Atatürk ve Redif Müzesi

Atatürk ve Redif Müzesi Osmanlı İmparatorluğu döneminde redif subaylarının (ihtiyat-yedek subayların) kullanması amacıyla, ikinci ampir üslubunda yarı kagir kışla tipinde inşa edilmiş olan Redif Dairesi'nin girişinin üzerinde sütunları dışarıya taşırılmış bir balkon dikkat çeker. Balkonun üst kısmındaki Osmanlı Tuğrası ve arma binanın en önemli unsurlarındandır. Girişten sonra dikdörtgen planlı yapı boyunca uzanan koridorlar ve bunların çevresindeki çok sayıda oda binanın kışla amaçlı inşa edilmiş olmasının getirdiği önemli bir özelliğidir. Cephe boyunca yapının bütününde altlı-üstlü dikdörtgen pencereler sıralanmıştır. Redif Dairesi'nin iç mekân tavanları 19. yüzyıl süsleme motifleri bezenmiştir.
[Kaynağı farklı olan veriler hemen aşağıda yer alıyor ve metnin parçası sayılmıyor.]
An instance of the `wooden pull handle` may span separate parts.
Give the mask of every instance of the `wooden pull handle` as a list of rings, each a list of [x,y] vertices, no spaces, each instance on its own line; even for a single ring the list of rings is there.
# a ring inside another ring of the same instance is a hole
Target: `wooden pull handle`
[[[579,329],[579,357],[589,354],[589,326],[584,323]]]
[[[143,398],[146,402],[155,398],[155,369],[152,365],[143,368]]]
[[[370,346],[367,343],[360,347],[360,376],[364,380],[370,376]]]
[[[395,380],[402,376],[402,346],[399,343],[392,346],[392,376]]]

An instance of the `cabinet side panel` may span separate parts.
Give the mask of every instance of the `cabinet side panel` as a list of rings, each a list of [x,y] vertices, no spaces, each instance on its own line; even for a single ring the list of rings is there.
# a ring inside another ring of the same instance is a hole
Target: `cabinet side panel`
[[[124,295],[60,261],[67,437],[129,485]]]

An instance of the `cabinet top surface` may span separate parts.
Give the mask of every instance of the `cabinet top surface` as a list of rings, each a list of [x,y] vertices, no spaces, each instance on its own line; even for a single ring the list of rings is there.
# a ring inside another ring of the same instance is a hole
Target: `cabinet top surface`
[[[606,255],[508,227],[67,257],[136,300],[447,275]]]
Askeri bir yapı olarak inşa edilmesine rağmen, dönemin Türk insanının ruh zenginliği ve sanata verdiği büyük önem bu süslemelerde dikkat çeker. Redif Binası, 1999 Depremi’ne kadar 15. Kolordu Komutanlığı’nca Askeri Mahkeme binası olarak kullanılmıştır. 2011 yılında Kocaeli İl Özel İdaresi’nce restore ettirilerek Atatürk ve Redif Müzesi adıyla hizmete açılmıştır. Müze Pazartesi günleri hariç 10.00-17.00 saatleri arasında ziyarete açıktır.

Gayret Gemi Müzesi

İkinci Dünya Savaşı'nın sonunda 10 Mayıs 1946 tarihinde ABD tarafından yapılan ve USA Everson adı verilen gemi, Kore ve Vietnam savaşlarına katıldıktan sonra, 11 Temmuz 1973 tarihinde Türkiye tarafından satın alınarak Panama, Portoriko, Azor Adaları ve İspanya limanlarına uğrayarak Türk Donanma Komutanlığı'na katılmış ve TCG Gayret ismini almıştır. 1975-1995 yılları arasında birçok tatbikata katılan TCG Gayret Gemisi, 5 Mayıs 1995 tarihinde hizmet dışına çıkarılmış ve Poyraz Limanı'nda muhafazaya alınmıştır.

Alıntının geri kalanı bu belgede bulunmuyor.